À l’occasion de la conférence annuelle de l’Europe Jazz Network en septembre dernier, la flûtiste et membre de l’AACM* Nicole Mitchell a prononcé un discours intitulé « Un village musical d’interdépendance : La musique créative comme plateforme de collaboration et de résolution de problèmes ». L’exercice magistral n’étant pas son souhait, l’artiste lâcha rapidement pupitre et présentation pour descendre parmi son auditoire et entamer un jeu de question– réponse. Avant de creuser son sujet, elle sonda à main levée son auditoire : Who’s there for the first time? fifth time? fifteenth time?

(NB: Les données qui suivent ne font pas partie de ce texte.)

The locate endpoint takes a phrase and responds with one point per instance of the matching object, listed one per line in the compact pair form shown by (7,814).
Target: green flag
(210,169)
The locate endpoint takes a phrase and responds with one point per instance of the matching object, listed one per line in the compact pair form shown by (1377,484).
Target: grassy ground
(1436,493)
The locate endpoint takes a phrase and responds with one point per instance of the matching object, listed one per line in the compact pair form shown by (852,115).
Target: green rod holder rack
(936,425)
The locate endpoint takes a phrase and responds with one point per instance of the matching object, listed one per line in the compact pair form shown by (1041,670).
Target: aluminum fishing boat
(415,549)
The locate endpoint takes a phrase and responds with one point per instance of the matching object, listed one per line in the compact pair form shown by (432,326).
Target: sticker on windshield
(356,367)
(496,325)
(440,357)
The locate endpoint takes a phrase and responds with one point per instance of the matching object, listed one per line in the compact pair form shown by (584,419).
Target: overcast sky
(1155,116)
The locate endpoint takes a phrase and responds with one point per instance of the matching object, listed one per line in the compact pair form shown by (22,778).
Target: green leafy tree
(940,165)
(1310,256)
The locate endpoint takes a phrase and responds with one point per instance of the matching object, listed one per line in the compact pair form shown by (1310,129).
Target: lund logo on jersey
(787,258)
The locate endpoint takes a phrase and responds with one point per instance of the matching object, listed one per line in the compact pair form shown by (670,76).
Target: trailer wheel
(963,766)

Voilà qui dessina une audience, disons-le, totalement disparate. Bien moins nombreuses furent les mains à la première interaction, qu’à la dernière. L’artiste arriva vite à cette conclusion : mentorat. « Trouvez-votre mentor », « Transmettez, vous ne serez pas toujours là. » Après tout, toutes et tous sommes au service de la même cause. Quelques mois après, c’est un discours qui reste en tête.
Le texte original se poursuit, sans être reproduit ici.